The fieldwork is mainly done in Tuggerah Bay and Chittaway Bay, two embayments of the Tuggerah Lakes (Central Coast, NSW, Australia). The former is mostly undeveloped, while the latter is developed with residential housing along most of its foreshore. Build-up of wrack nearshore is a regular occurrence in this estuary and large amounts of nutrients and large accumulations of wrack are a serious ecological, social and economical issue.
Fieldwork is also being done in other estuaries along the coast of NSW, such as in Narrabeen Lagoon, north of Sydney and in Lake Illawarra, south of Sydney to increase the generality of the study. This broad range of investigations will contribute to a thorough understanding of the ecology of wrack and of its influences on associated habitats, so that results can be applied in the management of urbanized estuaries.
Coastal development is reported to increase wrack and in many urbanized estuaries along the NSW coast, mats of rotting wrack cause a serious ecological, social and economical problem. It is therefore important to understand the mechanisms that underlie the breakdown of dead plant and algal material and identify how and to what extent wrack affects the ecology of the estuary.

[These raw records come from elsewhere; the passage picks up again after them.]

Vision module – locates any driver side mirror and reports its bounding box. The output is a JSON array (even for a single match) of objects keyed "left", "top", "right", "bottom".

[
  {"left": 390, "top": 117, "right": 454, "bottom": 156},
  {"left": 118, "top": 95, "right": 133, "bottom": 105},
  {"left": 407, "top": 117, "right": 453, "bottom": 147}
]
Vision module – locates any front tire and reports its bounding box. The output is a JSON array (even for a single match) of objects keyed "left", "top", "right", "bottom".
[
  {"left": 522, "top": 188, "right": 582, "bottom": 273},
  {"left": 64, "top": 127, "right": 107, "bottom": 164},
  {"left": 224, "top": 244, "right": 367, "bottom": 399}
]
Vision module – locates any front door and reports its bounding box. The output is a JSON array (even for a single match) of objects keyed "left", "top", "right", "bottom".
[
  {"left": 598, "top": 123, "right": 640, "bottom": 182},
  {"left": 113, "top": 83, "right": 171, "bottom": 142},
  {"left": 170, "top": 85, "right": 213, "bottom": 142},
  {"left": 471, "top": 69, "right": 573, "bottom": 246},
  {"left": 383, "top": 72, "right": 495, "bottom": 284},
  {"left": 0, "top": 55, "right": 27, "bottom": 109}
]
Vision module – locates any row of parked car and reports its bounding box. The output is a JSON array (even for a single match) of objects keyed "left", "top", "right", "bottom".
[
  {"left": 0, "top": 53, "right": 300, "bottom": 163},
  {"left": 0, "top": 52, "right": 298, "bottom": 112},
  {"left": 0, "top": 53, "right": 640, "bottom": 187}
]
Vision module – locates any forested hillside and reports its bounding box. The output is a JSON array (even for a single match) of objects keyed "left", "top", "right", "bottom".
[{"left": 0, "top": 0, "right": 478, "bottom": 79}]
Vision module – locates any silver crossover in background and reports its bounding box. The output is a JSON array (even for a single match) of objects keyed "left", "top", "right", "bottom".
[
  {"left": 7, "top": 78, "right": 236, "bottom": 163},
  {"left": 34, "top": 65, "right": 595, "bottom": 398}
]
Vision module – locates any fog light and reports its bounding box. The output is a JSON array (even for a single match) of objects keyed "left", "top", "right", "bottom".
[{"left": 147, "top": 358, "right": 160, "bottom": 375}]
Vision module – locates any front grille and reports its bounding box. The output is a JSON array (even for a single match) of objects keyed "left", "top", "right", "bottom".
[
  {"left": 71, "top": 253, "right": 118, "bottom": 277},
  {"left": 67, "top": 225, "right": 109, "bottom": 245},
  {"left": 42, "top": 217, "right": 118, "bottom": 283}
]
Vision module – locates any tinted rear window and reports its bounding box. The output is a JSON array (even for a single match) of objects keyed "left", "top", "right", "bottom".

Wrack is a source of carbon and nutrients and an important component of estuaries. When floating, it can disperse plant propagules and be a source of food, shelter and passive transport for a number of invertebrates and fish, and indirectly for shorebirds which feed on invertebrates in the wrack. Often a substantial amount of wrack ends up washed onto the shoreline where it may assist in the establishment, growth and survival of saltmarsh by providing a structure against erosion and/or nutrients to the saltmarsh plants. Accumulations of seagrass wrack are also known to support formation of dunes through trapping and binding drifting sand.
On the other hand, wrack can cause degradation and smother the underlying fauna and flora due to reduced oxygen exchange and the toxic effects of hydrogen sulphide. Large clumps of decomposing wrack can degrade habitat and alter the physical and chemical attributes of surrounding sediments. Removal of floating seagrass and macroalgae wrack is a common activity of councils, especially in urbanized estuaries, where it is commonly seen as a degraded habitat of rotten plant material.
Despite the numerous studies and collection of beach-cast wrack for various purposes since Australian settlement, we are still lacking a comprehensive understanding of the ecology of wrack
Results of this study will be posted as they become available.